Silly Boys

Peter and the Starcatcher is a fast paced, witty theatrical romp about Peter Pan's journey to becoming the high-flying champion of adolescence that we now know him to be.  Based on the recently written novel of nearly the same name by Dave Barry and Ridley Pearson, the story is as whimsical as the original tale, with an additional dose of topical camp. The play begins on the Neverland, a ship bound from England to the island Rundoon.  Lord Aster is on a mission for the Queen (God save her) to transport a trunk of starstuff, magical dust from the stars, to Rundoon to be destroyed.  But several villains have their eye on the trunk as well, including ‘The Stache’ (the man who will one day be Hook), the most dreaded pirate in all the seas.  Also onboard The Neverland are three mistreated orphan boys, and Molly, the precocious thirteen-year-old daughter of Lord Astor.  Molly befriends the boys and, when her father is kidnapped and the starstuff endangered, enlists them on a mission to help her destroy the starstuff before it gets into the wrong hands.  They all end up on a tropical island, inhabited by angry natives (the Mollusks) and a bloodthirsty crocodile.

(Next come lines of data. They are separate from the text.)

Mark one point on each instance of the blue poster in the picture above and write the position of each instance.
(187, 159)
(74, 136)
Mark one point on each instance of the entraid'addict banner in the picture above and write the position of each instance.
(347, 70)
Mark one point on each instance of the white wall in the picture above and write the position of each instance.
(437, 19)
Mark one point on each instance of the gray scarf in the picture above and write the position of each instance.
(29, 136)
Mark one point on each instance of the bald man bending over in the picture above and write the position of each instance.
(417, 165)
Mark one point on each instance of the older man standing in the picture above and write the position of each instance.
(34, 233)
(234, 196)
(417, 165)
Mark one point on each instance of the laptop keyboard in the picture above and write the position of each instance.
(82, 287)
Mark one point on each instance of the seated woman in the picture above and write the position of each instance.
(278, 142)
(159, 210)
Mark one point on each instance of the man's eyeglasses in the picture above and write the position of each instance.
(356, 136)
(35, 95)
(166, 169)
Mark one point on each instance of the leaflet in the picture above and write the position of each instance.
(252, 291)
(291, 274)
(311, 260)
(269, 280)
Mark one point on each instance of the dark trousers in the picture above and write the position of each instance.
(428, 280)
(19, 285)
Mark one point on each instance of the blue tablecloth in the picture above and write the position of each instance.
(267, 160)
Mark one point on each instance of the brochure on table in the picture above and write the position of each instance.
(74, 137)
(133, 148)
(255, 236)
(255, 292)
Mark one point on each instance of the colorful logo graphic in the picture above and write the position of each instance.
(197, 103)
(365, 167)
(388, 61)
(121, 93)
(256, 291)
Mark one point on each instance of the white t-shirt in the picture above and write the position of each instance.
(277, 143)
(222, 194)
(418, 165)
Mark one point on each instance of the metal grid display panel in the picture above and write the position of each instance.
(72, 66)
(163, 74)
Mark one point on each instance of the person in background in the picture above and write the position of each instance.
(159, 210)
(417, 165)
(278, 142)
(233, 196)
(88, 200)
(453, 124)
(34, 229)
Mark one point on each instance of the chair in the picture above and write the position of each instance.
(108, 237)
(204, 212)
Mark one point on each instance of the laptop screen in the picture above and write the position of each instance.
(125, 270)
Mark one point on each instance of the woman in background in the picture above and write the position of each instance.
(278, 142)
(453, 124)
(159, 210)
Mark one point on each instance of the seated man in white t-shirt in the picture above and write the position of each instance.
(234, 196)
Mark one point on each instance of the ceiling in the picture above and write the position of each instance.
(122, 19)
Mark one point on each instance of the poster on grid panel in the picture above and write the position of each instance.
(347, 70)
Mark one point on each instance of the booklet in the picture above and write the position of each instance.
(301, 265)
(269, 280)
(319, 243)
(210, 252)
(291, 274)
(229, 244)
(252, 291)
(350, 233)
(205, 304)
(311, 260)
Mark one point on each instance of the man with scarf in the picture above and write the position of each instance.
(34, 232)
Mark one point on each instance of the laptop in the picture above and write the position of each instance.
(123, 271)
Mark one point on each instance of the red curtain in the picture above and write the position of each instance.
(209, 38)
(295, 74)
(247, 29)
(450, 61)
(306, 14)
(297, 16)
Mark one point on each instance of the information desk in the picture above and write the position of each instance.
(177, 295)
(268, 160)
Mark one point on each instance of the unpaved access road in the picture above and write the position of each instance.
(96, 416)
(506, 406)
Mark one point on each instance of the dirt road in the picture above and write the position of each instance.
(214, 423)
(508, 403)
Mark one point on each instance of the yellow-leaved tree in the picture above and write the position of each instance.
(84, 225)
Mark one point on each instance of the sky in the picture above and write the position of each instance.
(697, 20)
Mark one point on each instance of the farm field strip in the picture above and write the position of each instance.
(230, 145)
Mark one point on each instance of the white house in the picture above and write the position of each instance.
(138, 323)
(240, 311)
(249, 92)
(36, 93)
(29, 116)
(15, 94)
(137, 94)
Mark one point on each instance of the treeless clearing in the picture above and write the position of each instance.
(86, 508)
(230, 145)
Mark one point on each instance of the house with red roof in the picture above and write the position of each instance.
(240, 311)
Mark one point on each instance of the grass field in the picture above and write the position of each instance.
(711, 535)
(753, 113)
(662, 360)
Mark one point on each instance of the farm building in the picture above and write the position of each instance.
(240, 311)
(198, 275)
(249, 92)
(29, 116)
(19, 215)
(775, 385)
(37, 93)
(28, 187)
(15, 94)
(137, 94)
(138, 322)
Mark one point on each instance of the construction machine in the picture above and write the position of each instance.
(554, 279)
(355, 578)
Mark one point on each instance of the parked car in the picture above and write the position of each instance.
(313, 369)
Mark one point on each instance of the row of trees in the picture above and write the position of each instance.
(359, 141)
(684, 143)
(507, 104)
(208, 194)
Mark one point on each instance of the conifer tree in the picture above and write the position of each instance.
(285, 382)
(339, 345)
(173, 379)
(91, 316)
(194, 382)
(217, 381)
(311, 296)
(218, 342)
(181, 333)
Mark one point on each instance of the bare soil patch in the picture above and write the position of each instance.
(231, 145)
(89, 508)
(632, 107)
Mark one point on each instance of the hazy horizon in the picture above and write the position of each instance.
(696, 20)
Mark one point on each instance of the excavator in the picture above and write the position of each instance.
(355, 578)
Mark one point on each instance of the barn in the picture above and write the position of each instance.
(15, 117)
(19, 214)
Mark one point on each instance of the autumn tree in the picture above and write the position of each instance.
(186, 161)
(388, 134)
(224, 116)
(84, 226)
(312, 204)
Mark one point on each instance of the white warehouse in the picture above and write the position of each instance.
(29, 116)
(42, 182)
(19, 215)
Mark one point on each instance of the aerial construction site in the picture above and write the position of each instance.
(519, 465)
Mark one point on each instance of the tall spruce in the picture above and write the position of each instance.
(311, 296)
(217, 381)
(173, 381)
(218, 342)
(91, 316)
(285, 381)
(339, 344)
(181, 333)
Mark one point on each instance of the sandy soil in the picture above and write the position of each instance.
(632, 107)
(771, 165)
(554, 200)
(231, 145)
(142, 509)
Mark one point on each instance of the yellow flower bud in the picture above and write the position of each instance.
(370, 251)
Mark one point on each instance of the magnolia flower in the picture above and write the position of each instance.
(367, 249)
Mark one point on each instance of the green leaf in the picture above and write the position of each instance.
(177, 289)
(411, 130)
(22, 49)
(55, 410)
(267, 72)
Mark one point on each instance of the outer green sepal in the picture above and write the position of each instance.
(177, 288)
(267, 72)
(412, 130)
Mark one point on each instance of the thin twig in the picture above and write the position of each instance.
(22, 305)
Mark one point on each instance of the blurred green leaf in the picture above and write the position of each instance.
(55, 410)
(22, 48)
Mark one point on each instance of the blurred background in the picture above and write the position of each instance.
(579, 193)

Though the plot may sound silly, the pleasure of this tale comes from its telling.  It is told by a talented and totally in-sync ensemble of twelve, who jump from character to narrator to piece of furniture at the snap of a finger.  The play is presentational and text-heavy - normally ingredients for a trying 2 hours, but it's quite the opposite.  It works because of the pace of the piece: actors race through the text, sometimes leaving the audience gasping to catch up, but even if one fails to grasp the meaning of a phrase or sentence, we remain entertained by its rhythm, cadence, and delightful delivery. 

Rick Elise's script joyfully celebrates words, cramming alliteration, rhymes, and other bits of wordplay into nearly every line.  Black Stache (a hilariously show stealing performance by Christian Borle) gets some of the best lines.  One gem comes early on in the play, soon after we meet the brute: "But know this, Len – mine is a far, far heavier burden.  For I am the end of my line.  No heir apparent with no hair apparent; no bonafide heroes to hunt.  And without them, what am i?  Half a villain; a pirate in part; ruthless, but toothless – The Final Stache.”

The set is malleable yet detailed – an open space with walls that represent the innards of a ship in act one and a tropical island in act two.  Lighting shifts help to transport us from scene to scene, and location to location, but the ensemble does just as much, if not more, on this count.  As they rearrange themselves in different configurations, so the space is rearranged to become a school room, a tiny cabin, or a quiet hallway.  With the help of props like rope or human-sized palm leaves, the ensemble transforms from pirates to doors to a dense forest to schoolchildren and back to pirates in mere moments, dashing from position to position to help tell the story.  It is a triumph in ensemble work and some excellent, inventive direction by Roger Rees and Alex Timbers. 

Though they may show off their word prowess and ensemble-work chops, these fellows are not afraid to make fun of themselves. In Act 2, Peter and the soon-to-be lost boys try to charm their way out of being killed by the Mollusks by telling a story, which they act out together, until Molly unveils herself and stops them, saying, “You abused the concept of the theater collective; it was too much for me.”

The cast of Peter and the Starcatcher is almost entirely male, with the exception of the exceptional Celia Keenan-Bolgier, who plays Molly.  Both Bolgier and the character she plays hold their own among a sea of testosterone: Molly is a strong-willed, feisty girl, braver and smarter than the pitiful lost boys she bosses around.  She's funny, too, but often overshadowed by the bombastic gags that center around ideas of maleness: men in drag, men with flamboyant, homosexual tendencies, etc.  It seems to be a favorite topic, at least of Timbers, who inserted this kind of humor into Bloody Bloody Andrew Jackson every chance he got.  In a play that is so smart in so many ways, this humor has the feel of a boys' club blockbuster, which is disappointing.  

Still, I came away from Peter and the Starcatcher quite entertained, and even moved, near its end.  Elise, Timbers and Rees maintain the heart of the Peter Pan stories: the pains of growing up, the desire to remain young and innocent, to escape, to forget.  Therein lies the beauty of all Peter Pan tales, and Peter and the Starcatcher certainly holds its own in celebrating the spirit of childhood and dramatizing its end.  It's an excellent addition to the canon, and a  hell of a joy ride.